I’m going to give this book a solid three stars, maybe three and a half although my view might be a bit biased based off the fact that I feel like I read the same book twice in a row and I’m kind of bored of it.

Powerless by Tera Lynn Childs and Tracy Deebs


Kenna has always been jealous of the Heroes, living her life in the lab trying to prove she is as useful as they are through research. In a world of good and evil, right and wrong, heroes and villains, Kenna knows what side she is on, or so she thought. After being witness to a Villain break in, the lines begin to become a little blurred. When Kenna’s mother goes missing, and her best friend switching sides it seems as though what Kenna has known her whole life isn’t so concrete and she begins to doubt everything she believes in.

Powerless is a good story about a group of unlikely friends united to a good cause. Even if it is a little cliche, it was a good fun story, but cliche is definitely something it was. A girl without superpowers trying to find her place in a world where she is surrounded with superhuman abilities only to find out she is the one who holds the whole group together and ends up being super irreplaceable. What can I say, it was just a tad predictable. She also falls in love with someone totally “unlikely”, by that I mean you could make an educated guess and probably guess who Kenna falls in love with.
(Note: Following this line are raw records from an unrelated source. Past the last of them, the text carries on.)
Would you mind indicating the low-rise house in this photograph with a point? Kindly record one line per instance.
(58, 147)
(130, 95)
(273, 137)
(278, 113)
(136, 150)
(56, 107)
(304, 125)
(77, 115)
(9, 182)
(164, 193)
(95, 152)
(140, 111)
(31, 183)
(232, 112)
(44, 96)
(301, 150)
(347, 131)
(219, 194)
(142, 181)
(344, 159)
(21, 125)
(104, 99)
Although this book was predictable, I did enjoy it. It was a fast read, and it was fun. It wasn’t a heavy read, it didn’t require a ton of brain power or thinking, which is good because after Saint Anything I was really ready for a good old dystopian novel where the characters have much more important things to worry about than falling in love but they do it anyway. Everyone knows how I feel about that.

Three stars, maybe three and a half.